First, a bit of background about the parties for the uninitiated. Lotes is a Taiwanese original design manufacturing (ODM) company that designs and manufactures various computer components, including USB 3.0-compatible connectors. Foxconn (a subsidiary of Hon Hai) is one of the largest electrical equipment ODMs in the world, designing, making, supplying and assembling products for companies such as Apple, HP, Dell, and Acer (and many, many others). Like Lotes, Foxconn designs and manufactures USB 3.0-compatible connectors.

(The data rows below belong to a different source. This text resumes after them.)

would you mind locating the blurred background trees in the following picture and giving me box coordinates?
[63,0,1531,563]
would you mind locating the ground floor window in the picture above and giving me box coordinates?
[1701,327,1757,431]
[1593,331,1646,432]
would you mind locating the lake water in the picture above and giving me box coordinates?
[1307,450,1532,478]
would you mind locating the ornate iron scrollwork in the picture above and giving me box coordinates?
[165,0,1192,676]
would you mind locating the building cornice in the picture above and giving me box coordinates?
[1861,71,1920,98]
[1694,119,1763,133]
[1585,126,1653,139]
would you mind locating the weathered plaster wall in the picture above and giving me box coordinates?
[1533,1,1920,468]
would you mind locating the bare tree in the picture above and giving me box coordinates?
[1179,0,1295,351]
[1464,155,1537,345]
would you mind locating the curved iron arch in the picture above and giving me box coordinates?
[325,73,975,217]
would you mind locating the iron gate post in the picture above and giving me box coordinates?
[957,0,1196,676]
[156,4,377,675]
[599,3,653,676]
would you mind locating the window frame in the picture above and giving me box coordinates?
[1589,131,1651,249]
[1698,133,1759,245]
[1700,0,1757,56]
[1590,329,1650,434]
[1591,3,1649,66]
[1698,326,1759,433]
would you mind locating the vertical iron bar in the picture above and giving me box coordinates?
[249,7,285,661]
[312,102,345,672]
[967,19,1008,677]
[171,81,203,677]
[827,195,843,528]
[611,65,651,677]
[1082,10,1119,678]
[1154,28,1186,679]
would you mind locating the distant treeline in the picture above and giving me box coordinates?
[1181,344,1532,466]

Lotes’s Complaint and Allegations
Lotes filed its original complaint in October 2012, and subsequently filed an amended complaint in December 2012. Lotes accuses Foxconn of reneging on licensing commitments that it made to the USB Implementers Forum (USB-IF). According to Lotes, Foxconn was required by USB-IF to grant licenses to all USB 3.0-essential patents on “RAND-Z” (i.e., royalty-free) terms, and committed to licensed USB 3.0-related (but not essential) patents on RAND terms. To support its claims, Lotes quotes a February 2012 letter sent from Foxconn to the USB-IF, where Foxconn stated:
Foxconn unequivocally affirms that it will make the “Necessary Claims” used in connection with all USB 3.0 “Compliant Portions” – i.e., that IP that is necessary to practice the USB 3.0 specification – available to other USB 3.0 contributors and adopters under RAND-Zero terms pursuant to the USB 3.0 Contributors Agreement. In addition to those Necessary Claims, Foxconn holds other IP that is necessary to practice the USB 3.0 specification, but that may be optionally incorporated into USB 3.0 connectors. Foxconn unequivocally affirms that it will license its IP covering these optional features on RAND terms.
However, according to Lotes, Foxconn has not granted a RAND-Z or RAND license to Lotes for USB 3.0 patents. Lotes claims that Foxconn instituted patent infringement claims in China to enjoin Lotes from making or selling USB 3.0 connectors, based on patents that name USB 3.0 contributors as inventors.
Thus, Lotes asserts that through its failure to license and institution of patent enforcement activities, Foxconn has breached its contracts with the USB-IF and is violating the antitrust laws of the United States. Lotes’s complaints include claims for (1) breach of contract; (2) promissory estoppel; (3) waiver; (4) tortious interference; (5) a declaration that Lotes is licensed; (6) violation of Sherman Act Section 1; (7) violation of Sherman Act Section 2.
Foxconn’s Motions to Dismiss
Foxconn, of course, has a different view of the situation. In November 2012, Foxconn moved to dismiss Lotes’s original complaint. Judge Shira Scheindlin invited Lotes to amend its complaint in lieu of opposing Foxconn’s motion, which Lotes did. However, after Lotes filed its amended complaint, Foxconn moved to dismiss that as well.
The primary issue Foxconn takes with Lotes’s version of the facts is that Foxconn claims the patents-in-suit in China are not essential to the USB 3.0 standard, and therefore not subject to the the USB-IF agreement. Foxconn claims that it offered a license to Lotes on these patents, but that license was rejected. Foxconn also asserts that its patent enforcement activities are protected by the Noerr-Pennington doctrine. Lastly, Foxconn argues that Lotes’s complaint suffers from various legal deficiencies, including a failure to properly plead the elements of an antitrust claim.
However, in a February 5 judicial conference, Judge Scheindlin informed the parties that Foxconn’s motion would be denied without prejudice, subject to renewal at a later time. Unfortunately, the court has not issued an order outlining its reasoning, so we do not have any information as to why the court denied Foxconn’s motion at this time.